V By Robert E. Pierre
iolent storms, including more than 70 tornadoes, blew across the nation early Monday, slicing through small towns, splintering buildings and trees, twirling semi-trucks and cars and killing at least 35 people in a swath that stretched from the Gulf of Mexico to the Great Lakes.
Starting late Saturday, the storms’ fury mounted and swept from Louisiana, through Mississippi, Alabama, Tennessee and Ohio into Pennsylvania. By early Monday morning, the winds had demolished more than half of the two dozen houses that made up Mossy Grove, Tenn., a hamlet 40 miles west of Knoxville. Officials estimated more than a third of the structures were destroyed in Carbon Hill, Ala., a town of 2,071 people northwest of Birmingham.
The deaths were most numerous in Tennessee where 16 people died, including seven in Mossy Grove. Another 12 were killed in Alabama, including seven in Carbon Hill. Five died in Ohio and one each in Mississippi and Pennsylvania. More than 200 people were injured.
It was the deadliest swarm of tornadoes the nation has suffered since 1999 when at least 70 twisters killed more than 45 people over two days in Kansas and Oklahoma.
Some places had only a few minutes notice before the tornadoes swirled into town. In Van Wert, Ohio that was just enough time to save dozens of people at the local movie theater. A manager heard a weather report on the radio as showings of “The Santa Clause 2” and “My Big Fat Greek Wedding” were ending and herded customers into hallways and restrooms–three cars blew into the theater and the roof collapsed on the blue-cushioned seats.
“It wiped out three factories,” said Larry Blakeley, 53, who lives about two miles from the where the tornado touched down in Van Wert. “We had high winds and lightning. There are police cars and national guard and you can’t get close to where it happened.”
The hardest hit section in Tennessee included a five-mile stretch of Morgan County, which includes Mossy Grove. Rescuers spent Monday combing through the wreckage.
As the day ended, dozens of people were still missing. Local radio stations read the names of the missing over the airways and ask them to contact authorities if they heard their names. In some areas, phone calls on the lines that were working were so jammed that calls were not going through. Authorities were confident that most people had fled their homes to safety and would be accounted for soon. Still, the search was complicated by the devastation
“Emergency crews are out searching for people,” said Amy Smith, a police dispatcher in nearby Oliver Springs. But she added, “The phone lines are down. They’re without electric. It’s going to be that way for a while.”
Officials from the Red Cross and emergency management teams spread out to assess the damage, and to provide those left homeless with food and shelter.
In Alabama, Gov. Don Siegelman said it would take residents a long time to recover.

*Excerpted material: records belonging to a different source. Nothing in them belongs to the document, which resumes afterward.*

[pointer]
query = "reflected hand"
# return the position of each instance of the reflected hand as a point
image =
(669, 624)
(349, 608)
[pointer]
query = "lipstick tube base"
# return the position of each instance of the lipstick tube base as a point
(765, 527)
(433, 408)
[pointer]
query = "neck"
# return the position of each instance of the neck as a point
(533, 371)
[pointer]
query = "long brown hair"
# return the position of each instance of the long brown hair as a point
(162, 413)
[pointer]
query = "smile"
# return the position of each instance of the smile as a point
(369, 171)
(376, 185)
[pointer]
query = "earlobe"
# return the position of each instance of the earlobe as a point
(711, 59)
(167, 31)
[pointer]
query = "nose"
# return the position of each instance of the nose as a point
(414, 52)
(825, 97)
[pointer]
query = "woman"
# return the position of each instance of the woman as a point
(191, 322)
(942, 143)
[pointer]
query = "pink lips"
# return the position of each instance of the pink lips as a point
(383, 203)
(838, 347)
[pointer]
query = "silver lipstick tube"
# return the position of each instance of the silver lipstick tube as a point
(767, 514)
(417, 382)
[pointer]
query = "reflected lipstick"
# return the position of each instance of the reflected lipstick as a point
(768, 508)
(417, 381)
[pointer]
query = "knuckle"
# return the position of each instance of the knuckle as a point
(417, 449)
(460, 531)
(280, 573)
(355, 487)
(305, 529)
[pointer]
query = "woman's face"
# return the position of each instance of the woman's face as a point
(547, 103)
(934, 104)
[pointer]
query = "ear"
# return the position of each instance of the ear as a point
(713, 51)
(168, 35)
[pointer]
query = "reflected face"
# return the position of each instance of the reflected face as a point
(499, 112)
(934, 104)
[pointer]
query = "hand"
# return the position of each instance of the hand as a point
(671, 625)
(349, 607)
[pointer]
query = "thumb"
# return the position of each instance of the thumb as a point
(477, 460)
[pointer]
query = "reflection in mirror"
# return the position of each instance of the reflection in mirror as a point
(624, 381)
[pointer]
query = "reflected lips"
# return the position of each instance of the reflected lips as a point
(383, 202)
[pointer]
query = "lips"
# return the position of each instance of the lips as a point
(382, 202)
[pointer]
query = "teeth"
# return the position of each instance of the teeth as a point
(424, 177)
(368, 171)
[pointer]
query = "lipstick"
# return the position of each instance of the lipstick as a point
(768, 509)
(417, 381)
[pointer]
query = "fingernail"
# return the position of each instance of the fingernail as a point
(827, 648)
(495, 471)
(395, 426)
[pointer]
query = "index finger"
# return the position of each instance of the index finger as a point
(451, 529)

“It’s like somebody wrapped up sticks of dynamite and just blew these homes into little tiny pieces,” Siegelman told reporters as he toured affected areas. “Clearly we’ve got to get money to these communities. But it’s not so much the financial help at this point but the but the spiritual help that they need. We’re going to do everything we can to get their lives, their homes back together.”
Winds hit an estimated 140 mph in Tennessee with torrential rain and golf-ball-sized hail. The volatile weather was caused by unseasonably high temperatures, followed by a cold front pushing down from the north, creating optimal conditions for tornadoes, said Mark Linhares, a National Weather Service meteorologist based in Birmingham. The breadth of the storms was reminiscent of a similar tornado outbreak in November 1992 when a string of tornados sprang up in Texas and moved northeast. Ninety-four tornados resulted and 26 people were killed, 15 of them in Mississippi. But such widespread outbreaks are not common.
In Alabama, nine people died in Walker County as a line of thunderstorms packing high winds and spinning off tornadoes rolled through the northern part of the state. In Georgia, heavy damage was reported near the town of Tate, about 45 miles north of Atlanta.
In Tennessee, the tornadoes came in two waves. Late Saturday and early Sunday, twisters skipped across western and middle Tennessee, killing three people. On Sunday night another line of storms crossed the state–this time south and east of Nashville.
Two people, including a 10-year-old boy, were killed and 15 people were injured in Coffee County when two mobile home parks, three houses and a church were damaged near Manchester, about 60 miles southeast of Nashville, on Sunday night.